Corollary 4.1.1.
If \(f\) is invertible (i.e. 1-1) and differentiable on an interval, then
\begin{equation*}
(f^{-1})'(x)=\frac{1}{f'(f^{-1}(x))}
\end{equation*}
Section 4.1 Inverse Functions
The chain rule Theorem 3.4.1 from Section 3.4 yields an assortment of powerful corollaries.
We don’t dwell much on proof in this text but, can you see the proof here? When we use the name "corollary" for a mathematical statement, we are stating that the proof follows quickly from previous theorems. Consequently, corollaries provide a gentle introduction to the idea of proof writing. So, it seems appropriate at this stage to be, at least occasionally, discussing such proofs. In this case, the corollary above follows quickly from the chain rule. Why? Notice that by the definition of inverse functions, we have that \(f(f^{-1}(x))=x\text{.}\) Now, use the chain rule to help with differentiating both sides of this equation and see what you get.

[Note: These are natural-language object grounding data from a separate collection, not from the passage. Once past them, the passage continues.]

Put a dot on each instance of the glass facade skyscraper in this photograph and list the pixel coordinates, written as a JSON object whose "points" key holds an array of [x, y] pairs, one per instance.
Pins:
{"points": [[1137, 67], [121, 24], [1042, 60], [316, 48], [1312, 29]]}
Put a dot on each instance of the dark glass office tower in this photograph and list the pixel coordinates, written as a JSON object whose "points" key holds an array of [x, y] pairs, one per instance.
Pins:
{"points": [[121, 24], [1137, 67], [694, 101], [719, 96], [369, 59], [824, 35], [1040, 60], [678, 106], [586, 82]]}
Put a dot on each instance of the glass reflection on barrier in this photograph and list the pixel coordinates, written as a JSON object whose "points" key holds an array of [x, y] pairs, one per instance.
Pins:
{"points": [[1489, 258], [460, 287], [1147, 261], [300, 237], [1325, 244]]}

It’s important to note here that, like the basic properties of differentiation from previous sections, this is once again saying that if you know the derivative of one function (\(f\) in this case), then you get for free the derivative of another function (\(f^{-1}\) in this case). Let’s try it out.
\begin{equation*}
\begin{array}{llll}
(sin^{-1}(x))' \amp = \amp \frac{1}{sin'(sin^{-1}(x))} \amp (\text{corollary above}) \\
\amp = \amp \frac{1}{cos(sin^{-1}(x))} \amp (\text{know derivative of sin}) \\
\amp = \amp \frac{1}{\sqrt{1-x^2}} \amp (\text{trig fact}) \\
\end{array}
\end{equation*}
If you are not remembering / missing some trig stuff, the last equality above may throw you a bit. Bear in mind, that that is a trig fact and not calculus per se. Still, if you don’t recall that composing a trig function with an inverse trig function leads to an algebraic expression (e.g. \(cos(sin^{-1}(x))=\sqrt{1-x^2}\)), then this might be a good time to at least review / look at \(sin\) composed with \(cos^{-1}\) and \(cos\) composed with \(sin^{-1}\)